É muito preocupante a sensação de já estar formado, ter o registro no Conselho Regional de Medicina e saber que ainda não está devidamente preparado para exercer, sem receios, a atividade médica. Compreender que o aperfeiçoamento profissional chegará aos poucos, através de apreciável lapso de tempo, e de muito esforço pessoal e que as necessidades de sobrevivência física e psíquica, principalmente no ambiente familiar, exigem que este jovem profissional esteja trabalhando, exercendo a arte médica, com remuneração, em algum lugar são fatos angustiantes.

A sensação de estar afastado das salas de atendimento médico, de não estar recebendo qualquer retorno pelo pesado investimento feito durante tantos anos, impele o jovem profissional para o imediatismo, submetendo-se às perversas propostas de trabalho oferecidas pelos setores público e privado, que, certamente, em outras circunstâncias, seriam recusadas.

Trabalhando com a intensidade exigida pelos empregadores que, para obter maior faixa de lucro, contratam analistas ergonômicos que estabelecem um determinado número de pacientes que cada médico deverá atender durante a jornada de trabalho, este não tem disponibilidade de tempo suficiente para fazer anamnese, exame físico e complementares para seus inúmeros pacientes. Tão logo termina o seu turno, imediatamente, deverá deslocar-se para outro local de trabalho, provavelmente, com as mesmas dificuldades já assinaladas.

Ocupando o máximo de tempo disponível em suas múltiplas jornadas de trabalho, em busca de, com o somatório dos baixos salários, alcançar uma soma suficiente para saldar suas despesas pessoais, não resta dúvidas que não lhe sobrará tempo e condições adequadas para manter o seu aperfeiçoamento com a educação médica continuada. Este médico não poderá comparecer às jornadas científicas, congressos ou reuniões destinadas ao aperfeiçoamento da profissão.

Somente após algum tempo, os mais bem sucedidos, poderão limitar suas atividades especializadas, ajustando os preços cobrados, e constituindo um grupo seleto de pacientes. Só então, com esse esboço de sucesso, aparecerá o tempo para que possa acompanhar a evolução da especialidade médica que exerce.

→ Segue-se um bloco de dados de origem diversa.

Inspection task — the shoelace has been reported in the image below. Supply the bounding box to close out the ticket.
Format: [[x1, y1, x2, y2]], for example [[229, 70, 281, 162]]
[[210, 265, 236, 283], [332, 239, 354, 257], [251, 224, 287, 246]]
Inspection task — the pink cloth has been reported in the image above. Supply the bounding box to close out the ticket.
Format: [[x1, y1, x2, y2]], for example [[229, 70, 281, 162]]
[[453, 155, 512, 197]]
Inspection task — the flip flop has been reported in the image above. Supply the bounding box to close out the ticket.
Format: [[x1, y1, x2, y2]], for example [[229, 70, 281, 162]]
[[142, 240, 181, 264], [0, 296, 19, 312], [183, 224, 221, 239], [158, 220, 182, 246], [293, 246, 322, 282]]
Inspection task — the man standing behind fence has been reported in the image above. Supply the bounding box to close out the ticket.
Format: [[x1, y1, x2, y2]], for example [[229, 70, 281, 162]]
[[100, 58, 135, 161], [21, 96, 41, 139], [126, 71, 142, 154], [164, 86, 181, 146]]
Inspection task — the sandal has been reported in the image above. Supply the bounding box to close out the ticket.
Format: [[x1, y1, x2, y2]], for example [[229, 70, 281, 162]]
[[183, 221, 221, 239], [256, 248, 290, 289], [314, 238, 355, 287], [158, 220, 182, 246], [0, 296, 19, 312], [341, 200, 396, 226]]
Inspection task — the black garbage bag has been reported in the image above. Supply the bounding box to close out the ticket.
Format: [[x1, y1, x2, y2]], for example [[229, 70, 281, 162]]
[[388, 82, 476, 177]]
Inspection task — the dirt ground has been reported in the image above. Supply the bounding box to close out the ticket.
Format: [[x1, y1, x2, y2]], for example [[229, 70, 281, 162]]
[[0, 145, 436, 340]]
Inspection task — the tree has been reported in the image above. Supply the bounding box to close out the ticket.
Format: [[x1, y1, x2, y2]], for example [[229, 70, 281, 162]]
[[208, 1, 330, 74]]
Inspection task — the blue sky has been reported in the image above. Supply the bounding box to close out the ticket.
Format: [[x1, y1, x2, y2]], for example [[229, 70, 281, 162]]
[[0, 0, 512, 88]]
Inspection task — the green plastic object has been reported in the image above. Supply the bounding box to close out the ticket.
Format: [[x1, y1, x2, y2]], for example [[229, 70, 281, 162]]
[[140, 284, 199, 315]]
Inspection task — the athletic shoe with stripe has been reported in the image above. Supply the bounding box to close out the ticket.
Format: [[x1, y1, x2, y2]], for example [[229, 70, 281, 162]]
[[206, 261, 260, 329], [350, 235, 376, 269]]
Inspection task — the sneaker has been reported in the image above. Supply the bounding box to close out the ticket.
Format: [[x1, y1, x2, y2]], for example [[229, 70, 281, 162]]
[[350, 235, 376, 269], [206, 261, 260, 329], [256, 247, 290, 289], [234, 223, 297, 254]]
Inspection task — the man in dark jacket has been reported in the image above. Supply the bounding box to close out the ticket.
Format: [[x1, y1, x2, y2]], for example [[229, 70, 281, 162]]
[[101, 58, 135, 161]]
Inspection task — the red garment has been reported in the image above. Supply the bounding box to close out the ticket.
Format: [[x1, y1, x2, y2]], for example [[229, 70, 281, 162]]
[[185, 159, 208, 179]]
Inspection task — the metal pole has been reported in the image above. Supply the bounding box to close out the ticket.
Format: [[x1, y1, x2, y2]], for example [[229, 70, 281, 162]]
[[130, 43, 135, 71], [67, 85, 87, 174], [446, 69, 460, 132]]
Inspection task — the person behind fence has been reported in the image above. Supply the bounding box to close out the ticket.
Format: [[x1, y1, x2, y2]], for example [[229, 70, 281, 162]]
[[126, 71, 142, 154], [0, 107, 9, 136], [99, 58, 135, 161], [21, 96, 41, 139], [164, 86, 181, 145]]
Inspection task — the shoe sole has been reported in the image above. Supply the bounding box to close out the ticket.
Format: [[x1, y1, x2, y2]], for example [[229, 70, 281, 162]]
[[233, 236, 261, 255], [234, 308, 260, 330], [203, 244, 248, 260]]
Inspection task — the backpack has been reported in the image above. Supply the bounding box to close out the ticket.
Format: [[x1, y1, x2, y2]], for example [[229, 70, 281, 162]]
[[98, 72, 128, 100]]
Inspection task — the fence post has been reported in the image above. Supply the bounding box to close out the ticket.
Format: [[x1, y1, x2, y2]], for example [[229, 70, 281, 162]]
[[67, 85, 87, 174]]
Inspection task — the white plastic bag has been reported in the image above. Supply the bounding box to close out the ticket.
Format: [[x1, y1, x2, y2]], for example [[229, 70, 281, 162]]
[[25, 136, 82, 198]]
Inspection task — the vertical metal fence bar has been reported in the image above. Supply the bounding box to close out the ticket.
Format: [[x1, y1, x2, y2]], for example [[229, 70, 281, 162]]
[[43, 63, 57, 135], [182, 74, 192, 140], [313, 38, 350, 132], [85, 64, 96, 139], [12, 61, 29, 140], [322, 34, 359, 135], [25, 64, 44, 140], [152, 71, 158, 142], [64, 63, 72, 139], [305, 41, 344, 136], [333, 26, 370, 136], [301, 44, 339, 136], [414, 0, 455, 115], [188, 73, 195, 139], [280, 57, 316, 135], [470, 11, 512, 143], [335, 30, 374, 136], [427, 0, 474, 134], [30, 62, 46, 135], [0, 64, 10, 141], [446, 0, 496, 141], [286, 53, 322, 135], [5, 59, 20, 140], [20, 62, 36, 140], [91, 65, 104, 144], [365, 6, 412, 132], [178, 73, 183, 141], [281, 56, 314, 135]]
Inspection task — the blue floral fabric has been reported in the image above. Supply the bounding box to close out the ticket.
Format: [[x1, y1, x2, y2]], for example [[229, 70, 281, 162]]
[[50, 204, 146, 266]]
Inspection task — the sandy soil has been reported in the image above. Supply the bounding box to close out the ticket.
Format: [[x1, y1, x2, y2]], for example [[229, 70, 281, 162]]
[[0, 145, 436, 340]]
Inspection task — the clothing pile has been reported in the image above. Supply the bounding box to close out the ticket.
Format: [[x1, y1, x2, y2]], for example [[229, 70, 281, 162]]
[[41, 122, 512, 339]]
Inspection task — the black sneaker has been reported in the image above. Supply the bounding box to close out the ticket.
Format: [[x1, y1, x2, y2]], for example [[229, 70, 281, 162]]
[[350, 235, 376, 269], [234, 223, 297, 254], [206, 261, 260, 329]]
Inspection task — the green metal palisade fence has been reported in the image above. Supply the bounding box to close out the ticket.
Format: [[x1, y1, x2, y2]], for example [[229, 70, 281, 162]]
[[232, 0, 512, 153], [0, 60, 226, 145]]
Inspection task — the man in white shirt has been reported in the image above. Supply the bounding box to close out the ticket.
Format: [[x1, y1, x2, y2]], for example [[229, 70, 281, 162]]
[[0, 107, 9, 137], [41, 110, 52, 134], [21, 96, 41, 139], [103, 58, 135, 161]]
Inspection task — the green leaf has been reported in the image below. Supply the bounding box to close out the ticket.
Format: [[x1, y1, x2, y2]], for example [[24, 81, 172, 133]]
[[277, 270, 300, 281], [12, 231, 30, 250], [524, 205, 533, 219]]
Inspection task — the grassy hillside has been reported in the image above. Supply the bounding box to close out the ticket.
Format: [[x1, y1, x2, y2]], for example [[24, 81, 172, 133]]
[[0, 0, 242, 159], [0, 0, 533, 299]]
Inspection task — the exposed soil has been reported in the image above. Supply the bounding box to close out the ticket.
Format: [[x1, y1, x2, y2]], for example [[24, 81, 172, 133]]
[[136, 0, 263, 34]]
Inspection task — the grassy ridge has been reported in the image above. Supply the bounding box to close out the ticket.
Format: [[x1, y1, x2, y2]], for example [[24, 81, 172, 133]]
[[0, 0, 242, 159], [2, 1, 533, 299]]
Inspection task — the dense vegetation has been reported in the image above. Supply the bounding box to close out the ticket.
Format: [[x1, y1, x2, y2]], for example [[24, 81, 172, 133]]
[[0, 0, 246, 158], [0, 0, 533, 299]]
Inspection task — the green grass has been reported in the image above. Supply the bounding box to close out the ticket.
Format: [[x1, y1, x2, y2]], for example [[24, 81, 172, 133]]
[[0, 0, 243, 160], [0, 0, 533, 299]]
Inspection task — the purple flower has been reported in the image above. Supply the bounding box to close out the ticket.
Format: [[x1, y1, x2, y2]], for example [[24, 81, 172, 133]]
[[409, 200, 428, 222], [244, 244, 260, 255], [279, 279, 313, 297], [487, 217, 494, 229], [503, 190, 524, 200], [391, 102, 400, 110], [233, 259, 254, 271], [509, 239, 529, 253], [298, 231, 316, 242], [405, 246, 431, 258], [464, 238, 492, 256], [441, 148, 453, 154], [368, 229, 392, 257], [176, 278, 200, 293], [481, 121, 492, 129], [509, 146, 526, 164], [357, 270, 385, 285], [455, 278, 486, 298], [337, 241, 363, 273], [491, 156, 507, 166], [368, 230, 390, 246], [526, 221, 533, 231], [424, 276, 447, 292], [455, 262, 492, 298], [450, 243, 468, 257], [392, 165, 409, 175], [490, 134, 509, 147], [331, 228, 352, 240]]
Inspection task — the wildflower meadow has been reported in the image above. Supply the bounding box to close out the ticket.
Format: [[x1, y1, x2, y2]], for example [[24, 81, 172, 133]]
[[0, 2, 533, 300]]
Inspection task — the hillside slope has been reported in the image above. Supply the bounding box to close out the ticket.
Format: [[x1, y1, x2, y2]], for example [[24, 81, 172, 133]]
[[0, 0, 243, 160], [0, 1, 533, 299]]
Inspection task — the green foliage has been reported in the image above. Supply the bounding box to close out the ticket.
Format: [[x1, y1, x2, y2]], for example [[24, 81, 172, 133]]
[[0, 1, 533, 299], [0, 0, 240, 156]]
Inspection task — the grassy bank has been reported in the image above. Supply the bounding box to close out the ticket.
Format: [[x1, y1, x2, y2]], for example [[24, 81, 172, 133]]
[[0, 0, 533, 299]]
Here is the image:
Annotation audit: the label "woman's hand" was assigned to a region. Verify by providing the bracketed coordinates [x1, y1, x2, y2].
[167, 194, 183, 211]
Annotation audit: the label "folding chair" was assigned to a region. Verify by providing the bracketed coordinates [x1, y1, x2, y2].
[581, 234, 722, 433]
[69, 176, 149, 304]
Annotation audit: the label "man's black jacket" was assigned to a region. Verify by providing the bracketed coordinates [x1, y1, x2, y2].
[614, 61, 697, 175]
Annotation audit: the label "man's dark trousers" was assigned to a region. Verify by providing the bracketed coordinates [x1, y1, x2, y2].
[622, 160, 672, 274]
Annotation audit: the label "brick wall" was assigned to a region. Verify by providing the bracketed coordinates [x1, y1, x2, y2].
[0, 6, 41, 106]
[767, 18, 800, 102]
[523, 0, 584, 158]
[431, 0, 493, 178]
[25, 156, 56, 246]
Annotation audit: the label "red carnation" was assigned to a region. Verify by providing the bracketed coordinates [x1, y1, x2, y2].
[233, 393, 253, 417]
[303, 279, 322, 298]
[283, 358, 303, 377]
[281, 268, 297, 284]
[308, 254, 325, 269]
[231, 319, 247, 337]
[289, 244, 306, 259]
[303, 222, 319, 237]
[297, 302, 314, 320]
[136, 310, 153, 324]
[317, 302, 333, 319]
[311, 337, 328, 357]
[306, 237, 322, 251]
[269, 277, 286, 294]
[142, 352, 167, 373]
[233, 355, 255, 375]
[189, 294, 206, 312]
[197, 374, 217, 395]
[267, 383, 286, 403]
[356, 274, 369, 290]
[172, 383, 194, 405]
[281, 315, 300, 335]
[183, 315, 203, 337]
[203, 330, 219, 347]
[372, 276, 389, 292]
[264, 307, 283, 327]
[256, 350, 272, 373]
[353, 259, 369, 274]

Iniciamos esta análise dizendo que a mercantilização da medicina, exceto para alguns poucos, arrasta como uma aluvião as potencialidades e a romântica dedicação que os jovens médicos acalentaram ao longo do curso médico e do contato com seus professores. Mesmo assim, ainda nos hospitais universitários, ou nos corredores dos hospitais onde fazem estágios na qualidade de acadêmicos de medicina, os mais observadores percebem que, aos poucos, os médicos vão sendo preparados para esquecer a relação médico-paciente, e aprimorar-se em dar conta de suas obrigações para com as instituições onde trabalham.

A produtividade, a conquista de objetivos determinados pelos técnicos em administração hospitalar, notadamente os do setor de contabilidade, são determinantes mais poderosos do que o sucesso na prática médica. Não raro, o equipamento de moderna sofisticação, mais rápido, mais caro, mais rentável, tem prioridade sobre a cuidadosa semiotécnica de algum cuidadoso, mas “ultrapassado” médico à moda antiga.

Acredito que esta marcha seja irreversível, e nem consigo, no momento, afirmar que isso será prejudicial para os pacientes; nem que a super tecnologia, o ilimitado laboratório, a máquina (cada vez mais moderna, capaz de multiplicar exponencialmente os nossos precários sentidos), em breve tempo, nivelarão, na obtenção de resultados, os mais diferentes médicos em atividade na moderna Medicina. Quem viver, verá.
"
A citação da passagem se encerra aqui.